Recent research, however, is legitimizing the symptoms that many women have experienced and are expected to deal with while on hormonal birth control. A 2016 study of more than a million Danish women found a strong correlation between hormonal birth control and antidepressant use. “The risk of depression has been recognized since women were able to get their hands on oral contraceptives,” Cindy Pearson, executive director of the National Women’s Health Network, said at the time, adding that what’s changed is that there is now data to back up these experiences. “It makes sense biologically, and it’s been reported by women for 50 years.” Other recent research has questioned the link, finding no evidence of a cause of depression from progestin-only contraception specifically.
Preventing pregnancy without barrier methods is a challenging task that is always going to come with tradeoffs; the nausea, weight gain, depression, and reduced libido that can come with hormonal contraception may feel like an acceptable cost compared to the option of an unwanted pregnancy. But researchers and doctors may take that appeal as a given.

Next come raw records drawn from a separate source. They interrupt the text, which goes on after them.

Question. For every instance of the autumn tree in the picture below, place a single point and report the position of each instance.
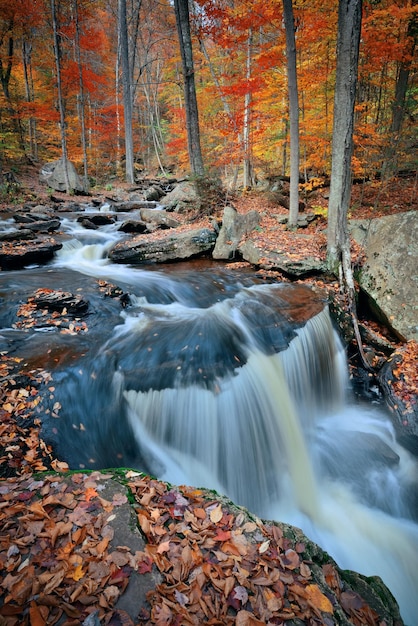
(127, 90)
(181, 8)
(293, 111)
(399, 105)
(61, 104)
(338, 240)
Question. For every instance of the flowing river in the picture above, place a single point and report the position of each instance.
(213, 378)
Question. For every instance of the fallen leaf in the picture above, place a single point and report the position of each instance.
(216, 514)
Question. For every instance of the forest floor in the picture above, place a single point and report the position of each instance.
(23, 453)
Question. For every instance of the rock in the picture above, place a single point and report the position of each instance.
(131, 205)
(387, 277)
(280, 261)
(183, 194)
(159, 217)
(52, 174)
(17, 235)
(44, 226)
(133, 226)
(153, 193)
(157, 551)
(172, 247)
(234, 227)
(59, 300)
(17, 255)
(99, 219)
(404, 410)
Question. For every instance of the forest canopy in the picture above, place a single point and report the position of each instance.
(239, 52)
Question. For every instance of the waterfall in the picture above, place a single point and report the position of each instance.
(243, 388)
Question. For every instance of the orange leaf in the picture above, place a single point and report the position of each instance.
(216, 514)
(78, 573)
(90, 493)
(35, 615)
(316, 598)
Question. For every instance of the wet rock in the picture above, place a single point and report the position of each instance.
(173, 247)
(153, 193)
(44, 226)
(159, 217)
(403, 407)
(133, 226)
(100, 219)
(17, 235)
(15, 255)
(53, 175)
(183, 194)
(280, 261)
(387, 278)
(60, 300)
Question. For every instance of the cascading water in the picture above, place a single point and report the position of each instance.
(211, 379)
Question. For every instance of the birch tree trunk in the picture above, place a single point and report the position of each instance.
(181, 8)
(338, 240)
(81, 96)
(348, 43)
(292, 84)
(29, 92)
(389, 167)
(61, 105)
(127, 90)
(247, 118)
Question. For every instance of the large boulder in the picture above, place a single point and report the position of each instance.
(53, 175)
(389, 277)
(19, 253)
(181, 196)
(234, 227)
(174, 246)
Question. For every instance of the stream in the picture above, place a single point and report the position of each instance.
(213, 378)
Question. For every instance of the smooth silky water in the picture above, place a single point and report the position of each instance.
(214, 380)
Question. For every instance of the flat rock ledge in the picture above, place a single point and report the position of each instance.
(170, 247)
(119, 547)
(18, 254)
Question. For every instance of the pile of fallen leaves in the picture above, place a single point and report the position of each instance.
(22, 450)
(401, 377)
(206, 561)
(49, 308)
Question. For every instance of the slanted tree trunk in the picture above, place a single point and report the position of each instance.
(5, 77)
(127, 90)
(181, 8)
(29, 92)
(61, 105)
(338, 240)
(292, 83)
(389, 167)
(81, 96)
(248, 178)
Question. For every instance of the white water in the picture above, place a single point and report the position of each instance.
(277, 434)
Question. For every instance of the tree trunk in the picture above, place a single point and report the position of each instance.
(5, 76)
(348, 42)
(127, 90)
(293, 111)
(389, 167)
(181, 8)
(338, 240)
(61, 106)
(81, 95)
(29, 92)
(248, 178)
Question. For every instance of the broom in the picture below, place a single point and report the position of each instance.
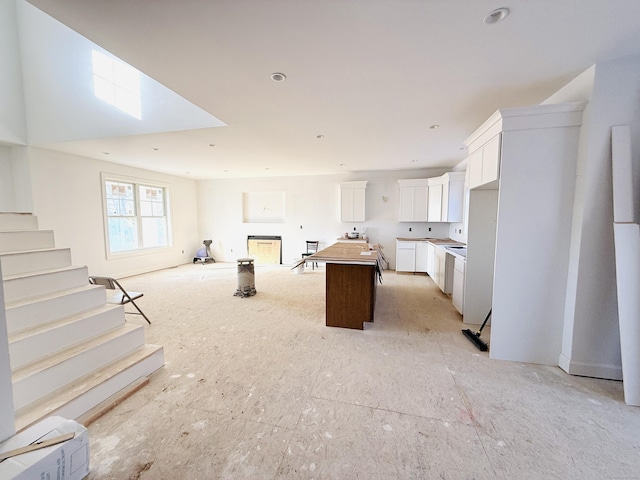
(474, 337)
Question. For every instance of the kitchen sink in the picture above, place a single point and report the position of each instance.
(458, 250)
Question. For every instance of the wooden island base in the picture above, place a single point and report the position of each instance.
(351, 295)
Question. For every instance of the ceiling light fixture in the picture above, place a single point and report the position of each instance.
(496, 16)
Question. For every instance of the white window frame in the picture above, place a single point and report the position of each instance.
(136, 181)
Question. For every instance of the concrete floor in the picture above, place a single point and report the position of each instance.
(260, 388)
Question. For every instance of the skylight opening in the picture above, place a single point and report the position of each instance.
(117, 83)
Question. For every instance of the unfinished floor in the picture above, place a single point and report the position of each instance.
(258, 387)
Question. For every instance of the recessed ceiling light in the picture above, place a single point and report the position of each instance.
(496, 16)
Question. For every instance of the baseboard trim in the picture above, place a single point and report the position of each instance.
(594, 370)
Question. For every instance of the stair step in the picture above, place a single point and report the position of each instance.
(20, 240)
(10, 221)
(79, 397)
(41, 378)
(16, 263)
(42, 309)
(45, 340)
(28, 285)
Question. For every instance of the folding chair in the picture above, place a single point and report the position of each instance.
(119, 298)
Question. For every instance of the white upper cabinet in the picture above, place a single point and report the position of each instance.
(434, 213)
(352, 201)
(446, 198)
(413, 200)
(452, 197)
(484, 165)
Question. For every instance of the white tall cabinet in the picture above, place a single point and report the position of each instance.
(352, 201)
(532, 227)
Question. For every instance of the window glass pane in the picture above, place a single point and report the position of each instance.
(113, 207)
(136, 223)
(119, 190)
(154, 232)
(158, 209)
(146, 209)
(123, 234)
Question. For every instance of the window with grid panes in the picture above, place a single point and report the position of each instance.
(136, 216)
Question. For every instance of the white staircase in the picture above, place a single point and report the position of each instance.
(69, 350)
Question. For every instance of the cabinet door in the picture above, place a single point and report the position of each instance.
(346, 205)
(475, 169)
(413, 204)
(406, 256)
(406, 204)
(352, 204)
(431, 260)
(420, 199)
(434, 213)
(491, 160)
(421, 257)
(359, 204)
(444, 214)
(440, 268)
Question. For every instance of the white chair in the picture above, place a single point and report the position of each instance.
(121, 297)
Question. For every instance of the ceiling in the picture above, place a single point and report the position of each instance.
(366, 79)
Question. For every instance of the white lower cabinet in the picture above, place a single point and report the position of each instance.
(421, 257)
(405, 256)
(444, 270)
(457, 294)
(411, 256)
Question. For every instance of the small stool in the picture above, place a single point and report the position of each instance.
(246, 278)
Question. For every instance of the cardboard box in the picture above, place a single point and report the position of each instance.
(65, 461)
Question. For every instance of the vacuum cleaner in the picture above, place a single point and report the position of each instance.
(474, 337)
(204, 253)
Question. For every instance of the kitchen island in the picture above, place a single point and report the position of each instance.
(353, 270)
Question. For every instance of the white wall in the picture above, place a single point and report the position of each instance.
(12, 117)
(313, 203)
(7, 425)
(67, 198)
(7, 198)
(591, 343)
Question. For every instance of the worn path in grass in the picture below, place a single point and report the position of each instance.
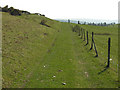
(68, 61)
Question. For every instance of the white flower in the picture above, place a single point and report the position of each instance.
(54, 76)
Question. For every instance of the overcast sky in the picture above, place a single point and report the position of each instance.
(64, 9)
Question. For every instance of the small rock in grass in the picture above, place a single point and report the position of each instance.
(63, 83)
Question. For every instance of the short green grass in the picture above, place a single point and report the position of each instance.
(36, 56)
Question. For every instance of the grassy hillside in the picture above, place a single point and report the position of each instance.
(37, 56)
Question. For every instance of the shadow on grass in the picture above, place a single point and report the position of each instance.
(103, 70)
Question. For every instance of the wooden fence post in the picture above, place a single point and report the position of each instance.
(84, 34)
(95, 49)
(92, 41)
(108, 65)
(87, 38)
(79, 33)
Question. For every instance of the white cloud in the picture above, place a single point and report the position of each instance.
(95, 9)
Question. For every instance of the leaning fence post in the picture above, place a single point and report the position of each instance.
(87, 37)
(79, 32)
(108, 52)
(84, 34)
(92, 41)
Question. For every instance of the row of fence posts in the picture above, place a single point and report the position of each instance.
(81, 32)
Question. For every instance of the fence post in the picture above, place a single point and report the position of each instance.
(79, 32)
(92, 41)
(95, 49)
(87, 37)
(108, 52)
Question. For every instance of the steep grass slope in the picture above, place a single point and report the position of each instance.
(25, 42)
(37, 56)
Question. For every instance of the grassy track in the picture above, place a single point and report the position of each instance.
(36, 56)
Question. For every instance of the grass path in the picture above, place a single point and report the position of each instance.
(69, 61)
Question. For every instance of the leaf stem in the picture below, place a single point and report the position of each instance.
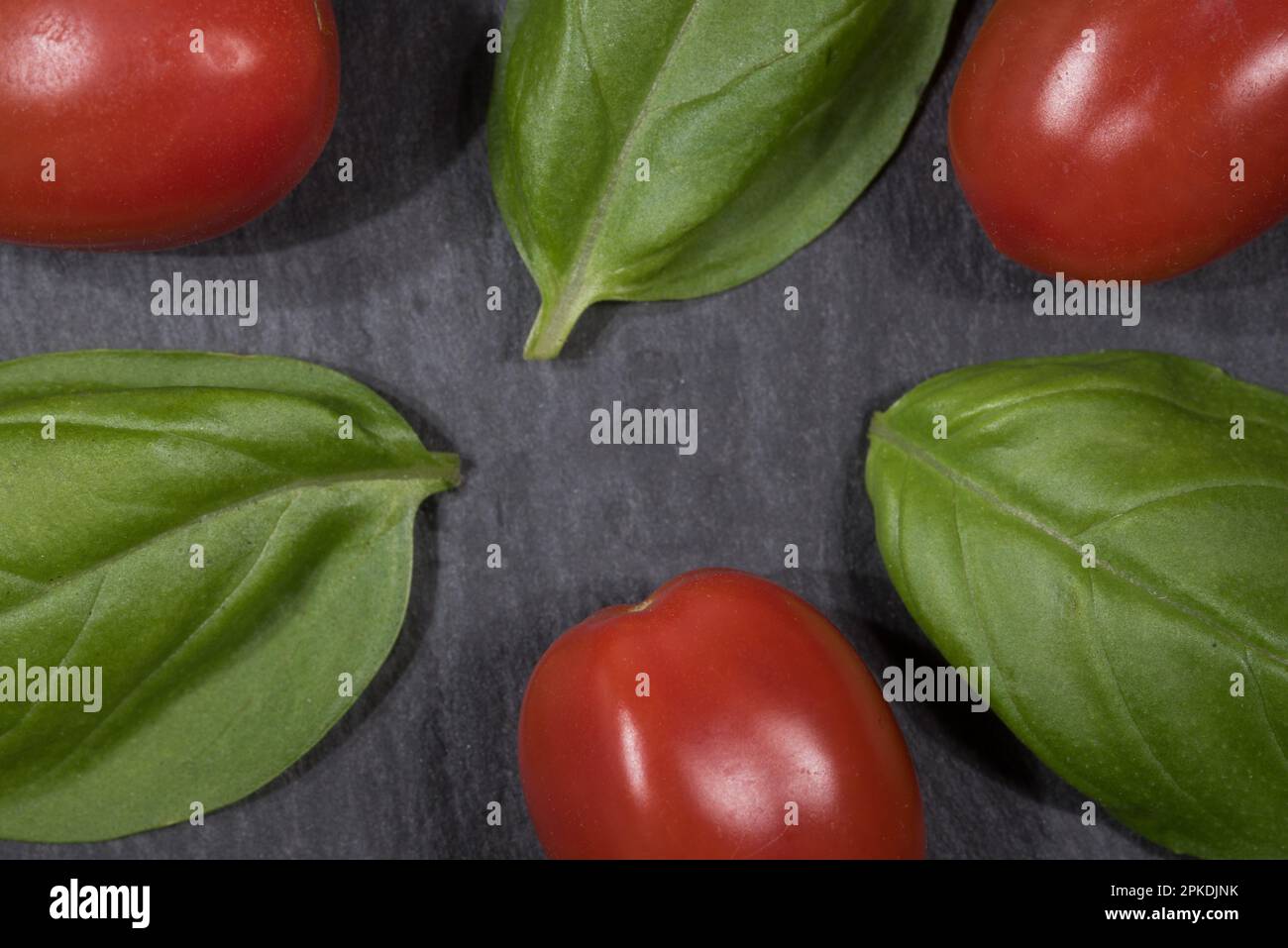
(553, 326)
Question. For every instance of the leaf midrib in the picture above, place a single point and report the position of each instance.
(884, 433)
(428, 474)
(593, 228)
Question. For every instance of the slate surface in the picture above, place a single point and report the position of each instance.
(386, 278)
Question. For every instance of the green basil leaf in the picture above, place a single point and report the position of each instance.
(114, 468)
(754, 147)
(1122, 677)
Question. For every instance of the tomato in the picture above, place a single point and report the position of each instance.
(1109, 155)
(116, 134)
(721, 717)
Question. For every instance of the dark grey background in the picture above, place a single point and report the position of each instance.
(385, 278)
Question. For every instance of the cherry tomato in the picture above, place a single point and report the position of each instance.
(1107, 138)
(146, 124)
(721, 717)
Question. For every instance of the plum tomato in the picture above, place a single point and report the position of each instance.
(722, 717)
(149, 124)
(1125, 141)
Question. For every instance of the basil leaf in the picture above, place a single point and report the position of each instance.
(1120, 675)
(214, 679)
(752, 150)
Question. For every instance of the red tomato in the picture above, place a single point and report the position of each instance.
(1117, 163)
(756, 707)
(155, 145)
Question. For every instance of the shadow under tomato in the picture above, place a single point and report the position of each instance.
(413, 90)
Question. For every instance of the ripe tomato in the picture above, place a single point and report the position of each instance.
(1109, 155)
(754, 711)
(116, 134)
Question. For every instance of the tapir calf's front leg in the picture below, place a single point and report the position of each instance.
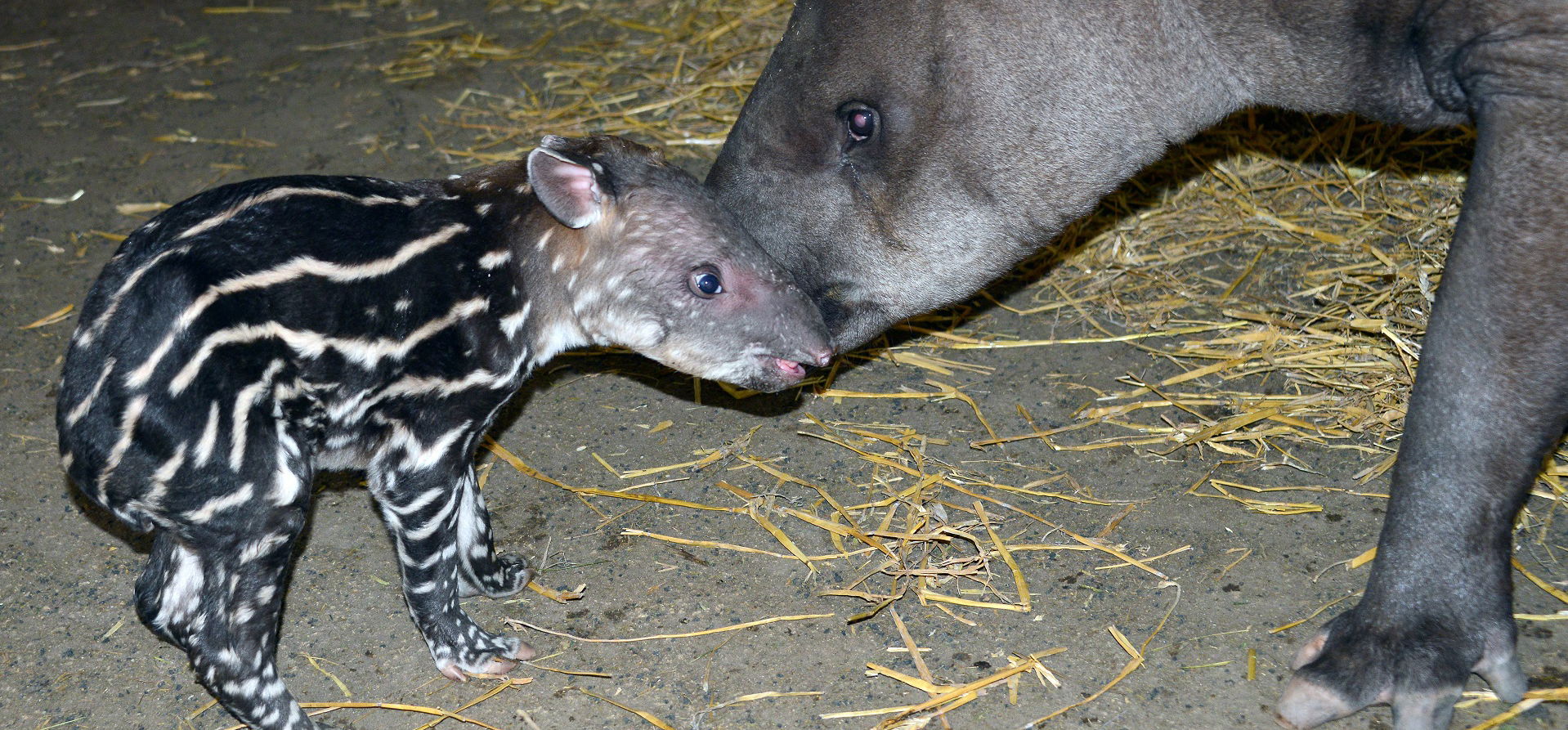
(444, 552)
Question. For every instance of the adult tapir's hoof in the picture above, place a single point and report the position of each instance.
(1416, 666)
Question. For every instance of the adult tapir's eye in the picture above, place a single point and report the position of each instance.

All contraceptive methods come with their own list of pluses and minuses; even Natural Cycles founder Elina Berglund acknowledges that her app is most appropriate for people who are in their thirties; in a stable, committed relationship; and potentially interested in becoming pregnant later on. FAM apps seem unlikely to displace hormonal methods as one of the most popular ways to prevent pregnancy. But it may benefit the medical community to take heed of what’s attracting women to FAM in the first place; whether it’s fewer side effects or a desire for more reproductive knowledge.
“Birth control methods are not one-size-fits-all,” says Dean. “The best birth control method is the one that meets your needs, and those needs can change throughout your life.”
Ultimately the growing use of FAM as birth control may signal an unmet need. And it could help open up an honest dialogue about the benefits — and costs — of all types of birth control, creating an opportunity to greatly improve the reproductive health landscape.